BEIRUT -- Lebanon paid back a Eurobond worth $1.5 billion that was scheduled to mature Thursday, a Finance Ministry official said, pacifying concerns of a first-ever default on its debt amid the worst financial crisis in three decades.
The tiny Mediterranean country’s economic emergency has ignited nationwide protests against widespread corruption and mismanagement, bringing the country to a standstill for over a month. The protests were initially sparked by new taxes but have snowballed into calls for the entire political elite to step aside.
Prime Minister Saad Hariri resigned in late October, meeting a key demand of the protesters. But that has plunged the country into further uncertainty, with no clear path to resolving its economic and political problems.
The Eurobond announcement came as a top Arab League official arrived in Lebanon, expressing readiness to help the country solve its political stalemate.
The repayment was being widely watched in Lebanon, which has one of the highest debt ratios in the world, standing at $86 billion or 150% of the GDP. There were concerns that Lebanon, which always paid back its debt on time, might default. Lebanon has in recent weeks imposed unprecedented capital controls.
The Finance Ministry official, who spoke on condition of anonymity in line with regulations, gave no further details about the repayment. Local media and analysts said the payment was made from the reserves of the Central Bank.
“This is a positive message to international ratings agencies and lenders that Lebanon did not default in the past and will not default in 2020,” said economist Ghazi Wazni. He added that Eurobonds worth $2.5 billion are scheduled to mature next year, the first payments will come in March and it will be worth $1.3 billion.
Earlier this month, International ratings agency Standard & Poor’s downgraded Lebanon’s credit rating to ‘CCC/C’ from ‘B-/B’.
The agency said the outlook for Lebanon was negative and “reflects the risk to the sovereign’s creditworthiness from rising financial and monetary pressures tied to widespread protests and the resignation of the government.”

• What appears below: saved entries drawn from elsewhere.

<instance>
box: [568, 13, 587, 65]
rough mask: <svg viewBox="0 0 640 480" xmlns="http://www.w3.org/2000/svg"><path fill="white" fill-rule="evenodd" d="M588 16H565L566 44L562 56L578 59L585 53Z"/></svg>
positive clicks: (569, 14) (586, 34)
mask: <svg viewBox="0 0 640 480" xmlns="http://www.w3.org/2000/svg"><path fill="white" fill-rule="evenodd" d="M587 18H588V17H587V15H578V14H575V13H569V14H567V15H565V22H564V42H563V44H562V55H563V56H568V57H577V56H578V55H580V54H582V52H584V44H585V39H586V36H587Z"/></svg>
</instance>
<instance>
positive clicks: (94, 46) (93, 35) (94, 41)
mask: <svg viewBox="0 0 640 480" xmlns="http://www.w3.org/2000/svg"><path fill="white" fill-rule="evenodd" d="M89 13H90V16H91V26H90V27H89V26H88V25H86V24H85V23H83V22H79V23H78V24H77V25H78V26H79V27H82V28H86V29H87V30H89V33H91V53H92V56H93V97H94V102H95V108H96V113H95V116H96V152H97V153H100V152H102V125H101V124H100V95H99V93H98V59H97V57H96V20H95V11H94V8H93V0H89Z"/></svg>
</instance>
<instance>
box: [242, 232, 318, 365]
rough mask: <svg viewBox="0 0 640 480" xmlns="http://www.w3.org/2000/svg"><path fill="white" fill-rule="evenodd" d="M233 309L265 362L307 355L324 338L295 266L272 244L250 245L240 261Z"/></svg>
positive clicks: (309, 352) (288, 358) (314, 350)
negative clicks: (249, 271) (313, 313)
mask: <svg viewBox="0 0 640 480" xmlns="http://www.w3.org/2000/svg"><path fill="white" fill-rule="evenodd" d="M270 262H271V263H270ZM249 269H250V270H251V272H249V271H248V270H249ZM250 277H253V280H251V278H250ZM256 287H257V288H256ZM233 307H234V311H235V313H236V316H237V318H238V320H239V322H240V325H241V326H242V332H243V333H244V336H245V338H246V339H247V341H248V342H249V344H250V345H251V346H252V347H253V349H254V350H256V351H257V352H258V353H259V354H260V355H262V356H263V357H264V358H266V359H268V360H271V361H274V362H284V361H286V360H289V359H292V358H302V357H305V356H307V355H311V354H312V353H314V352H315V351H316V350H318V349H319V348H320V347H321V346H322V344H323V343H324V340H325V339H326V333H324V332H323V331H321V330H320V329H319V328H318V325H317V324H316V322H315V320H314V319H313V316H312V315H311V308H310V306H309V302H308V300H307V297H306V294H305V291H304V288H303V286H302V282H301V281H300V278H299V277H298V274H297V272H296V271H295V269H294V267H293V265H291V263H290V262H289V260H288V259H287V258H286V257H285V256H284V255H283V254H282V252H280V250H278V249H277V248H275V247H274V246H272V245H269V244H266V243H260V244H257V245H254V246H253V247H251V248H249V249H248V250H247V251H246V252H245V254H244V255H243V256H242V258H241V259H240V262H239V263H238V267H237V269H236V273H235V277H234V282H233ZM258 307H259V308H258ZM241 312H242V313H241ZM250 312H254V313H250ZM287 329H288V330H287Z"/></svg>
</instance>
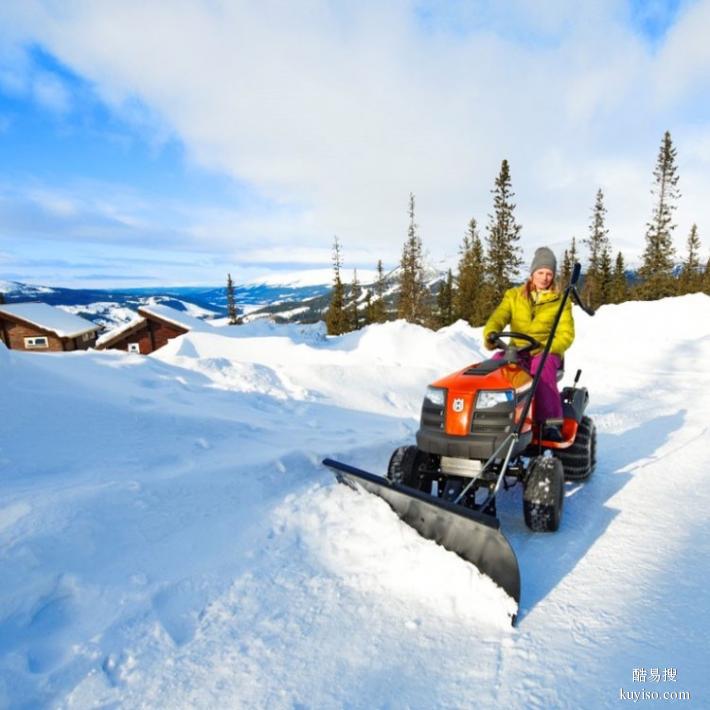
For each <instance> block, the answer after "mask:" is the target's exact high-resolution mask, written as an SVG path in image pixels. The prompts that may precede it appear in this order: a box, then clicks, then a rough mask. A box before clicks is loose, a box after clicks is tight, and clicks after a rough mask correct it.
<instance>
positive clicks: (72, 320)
mask: <svg viewBox="0 0 710 710" xmlns="http://www.w3.org/2000/svg"><path fill="white" fill-rule="evenodd" d="M0 312H2V313H7V314H8V315H11V316H15V317H17V318H21V319H22V320H24V321H26V322H28V323H32V324H33V325H36V326H38V327H39V328H43V329H44V330H49V331H52V332H53V333H56V334H57V335H58V336H59V337H60V338H75V337H77V336H78V335H81V334H82V333H88V332H90V331H92V330H98V327H97V326H96V325H94V324H93V323H91V322H90V321H87V320H85V319H84V318H79V316H75V315H73V314H71V313H67V312H66V311H63V310H62V309H60V308H55V307H54V306H49V305H47V304H46V303H13V304H4V305H1V306H0Z"/></svg>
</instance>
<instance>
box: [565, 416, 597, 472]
mask: <svg viewBox="0 0 710 710" xmlns="http://www.w3.org/2000/svg"><path fill="white" fill-rule="evenodd" d="M555 456H556V457H557V458H558V459H559V460H560V461H561V462H562V466H563V468H564V471H565V480H566V481H583V480H584V479H585V478H589V476H590V475H591V473H592V471H593V470H594V467H595V466H596V465H597V429H596V427H595V426H594V422H593V421H592V420H591V419H590V418H589V417H582V421H581V422H580V423H579V428H578V429H577V436H576V437H575V440H574V444H572V446H570V447H569V448H568V449H558V450H557V451H555Z"/></svg>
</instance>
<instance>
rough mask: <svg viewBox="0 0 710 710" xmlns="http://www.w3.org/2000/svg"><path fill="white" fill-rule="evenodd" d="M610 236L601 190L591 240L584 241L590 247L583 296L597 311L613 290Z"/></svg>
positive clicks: (584, 298) (590, 228)
mask: <svg viewBox="0 0 710 710" xmlns="http://www.w3.org/2000/svg"><path fill="white" fill-rule="evenodd" d="M608 234H609V230H608V229H607V228H606V207H604V193H603V192H602V190H601V188H600V189H599V190H597V196H596V200H595V201H594V208H593V209H592V223H591V224H590V226H589V239H585V240H584V243H585V244H586V245H587V246H588V247H589V262H588V265H587V273H586V274H585V278H584V287H583V288H582V296H583V297H584V299H585V300H586V301H587V303H589V305H590V306H591V307H592V308H595V309H596V308H598V307H599V306H601V305H602V304H603V303H608V298H609V292H610V290H611V278H612V266H611V245H610V244H609V238H608V236H607V235H608Z"/></svg>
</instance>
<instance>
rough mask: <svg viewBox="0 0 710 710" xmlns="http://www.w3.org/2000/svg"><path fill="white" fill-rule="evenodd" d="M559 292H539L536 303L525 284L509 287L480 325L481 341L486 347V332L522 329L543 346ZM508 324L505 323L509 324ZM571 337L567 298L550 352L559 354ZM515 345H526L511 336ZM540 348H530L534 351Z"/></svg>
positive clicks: (515, 330) (519, 340)
mask: <svg viewBox="0 0 710 710" xmlns="http://www.w3.org/2000/svg"><path fill="white" fill-rule="evenodd" d="M561 300H562V294H561V293H555V292H553V291H544V292H542V293H540V294H539V295H538V300H537V303H533V301H532V300H531V299H530V297H529V296H528V295H527V293H526V290H525V285H523V286H515V287H513V288H509V289H508V290H507V291H506V292H505V294H504V295H503V300H502V301H501V303H500V305H499V306H498V308H496V309H495V311H493V313H492V314H491V317H490V318H489V319H488V322H487V323H486V325H485V327H484V328H483V342H484V344H485V345H486V347H488V334H489V333H491V332H493V331H496V332H501V331H502V330H512V331H517V332H518V333H525V334H526V335H529V336H531V337H533V338H535V339H536V340H539V341H540V342H541V343H542V345H543V346H544V345H545V343H546V342H547V339H548V338H549V337H550V331H551V330H552V324H553V323H554V321H555V316H556V315H557V311H558V309H559V307H560V302H561ZM508 325H509V327H506V326H508ZM573 340H574V319H573V318H572V301H571V300H569V299H568V301H567V303H566V304H565V309H564V311H563V312H562V316H561V318H560V322H559V325H558V326H557V333H555V338H554V340H553V341H552V347H551V348H550V352H551V353H554V354H555V355H559V356H560V357H562V356H563V355H564V352H565V350H567V348H568V347H569V346H570V345H572V341H573ZM513 342H514V343H515V345H516V346H518V347H522V346H524V345H527V343H526V342H525V341H523V340H514V341H513ZM535 352H540V351H539V350H538V351H535V350H533V353H535Z"/></svg>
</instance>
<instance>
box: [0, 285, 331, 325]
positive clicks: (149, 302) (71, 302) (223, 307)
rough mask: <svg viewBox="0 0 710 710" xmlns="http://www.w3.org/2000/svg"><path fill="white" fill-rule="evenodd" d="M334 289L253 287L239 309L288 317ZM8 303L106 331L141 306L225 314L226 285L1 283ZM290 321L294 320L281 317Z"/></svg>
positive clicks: (208, 315)
mask: <svg viewBox="0 0 710 710" xmlns="http://www.w3.org/2000/svg"><path fill="white" fill-rule="evenodd" d="M329 291H330V285H328V284H321V285H308V286H283V285H275V284H251V285H247V286H237V287H236V297H237V305H238V307H239V311H240V313H242V314H246V316H247V318H250V319H251V318H254V317H259V316H264V315H267V314H277V313H279V312H284V313H287V312H288V311H292V310H294V309H295V308H298V307H300V306H301V304H302V303H303V302H304V301H309V300H311V299H314V298H315V299H317V298H320V297H325V298H326V300H327V294H328V293H329ZM0 292H2V293H3V296H4V298H5V302H6V303H21V302H24V301H42V302H44V303H48V304H49V305H52V306H59V307H61V308H63V309H64V310H67V311H69V312H70V313H74V314H76V315H79V316H82V317H83V318H87V319H88V320H90V321H92V322H94V323H96V324H97V325H100V326H102V327H104V328H106V329H111V328H113V327H115V326H117V325H122V324H124V323H127V322H128V321H130V320H131V319H132V318H133V317H135V315H136V311H137V310H138V308H139V307H140V306H143V305H149V304H155V303H161V304H164V305H166V306H170V307H171V308H175V309H176V310H179V311H186V312H188V313H189V314H190V315H192V316H195V317H198V318H208V319H210V318H222V317H226V315H227V294H226V289H225V288H224V287H220V288H213V287H181V286H178V287H174V288H126V289H72V288H60V287H54V286H52V287H49V286H36V285H31V284H25V283H20V282H17V281H0ZM283 320H290V318H283Z"/></svg>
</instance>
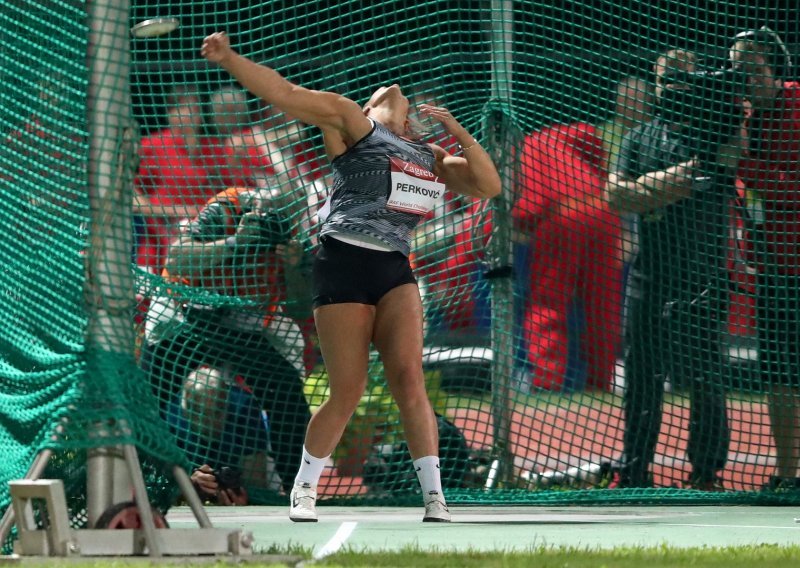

Earlier this year, Fitch Ratings downgraded Lebanon’s long-term foreign currency issuer default rating to CCC from B- while Moody’s downgraded Lebanon’s issuer ratings to Caa1 from B3 while changing the outlook to stable from negative.
The office of Lebanon’s president, Michel Aoun, said he discussed political and economic conditions with visiting Arab League assistant secretary general, Hossam Zaki. Aoun has not set a date for binding consultations with heads of parliamentary blocs to name a new premier. Hariri, who was Aoun’s and the militant group Hezbollah’s favorite to lead a new Cabinet, withdrew his candidacy on Tuesday.
Politicians have failed to agree on the shape and form of a new government. Hariri had insisted on heading a government of technocrats, while his opponents, including Hezbollah, want a Cabinet made up of both experts and politicians.
Meanwhile, the protesters are demanding that the country’s ruling elite be replaced, blaming them for failures in years that followed the 1975-90 civil war. The protests have remained overwhelmingly peaceful, resorting to road closures and other tactics in an effort to pressure politicians into responding to their demands.
But in recent days, scuffles broke out in Beirut and other areas between protesters and Aoun and Hezbollah supporters, leaving dozens of people injured. As tempers flare, there are real concerns Lebanon could be sliding toward a prolonged period of instability.
“The current situation cannot take conditions and counter-conditions. We should all work together to get out of the crisis in what serves the interest of the Lebanese people,” Aoun said in comments released by his office Thursday. He added that Arab support “should be translated into actual steps regarding assistance to improve the deteriorating economic conditions.”
Zaki told reporters said there must be solution for the Cabinet formation crisis, adding that “it is important so that Lebanon avoids negative effects on its economic conditions and civil peace.”
Scores of Lebanese businesses have closed in recent months and thousands of employees were either laid off or are getting half their salaries amid the crisis. Local banks have imposed capital controls worsening the economic conditions amid a liquidity crisis and shortage in U.S. dollars.
Since 1997, the Central Bank has kept the pound stable at 1,507 to the dollar thanks to heavy borrowing at high interest rates but on the black market, the price of the dollar reached in recent days 2,100 pounds, a 40 percent over the official price.
The private sector had planned a strike Thursday but later suspended it while gas stations started an open-ended strike protesting dollar shortages to cover their imports. Exchange shops will also hold a one-day strike on Saturday to protest charges by some that accuse them of being behind the rise oof the dollar against the local currency.
Late on Thursday, scores of protesters held a sit-in outside the Central Bank in Beirut blaming bank governor Riad Salameh’s policies for worsening economic and financial conditions in the country.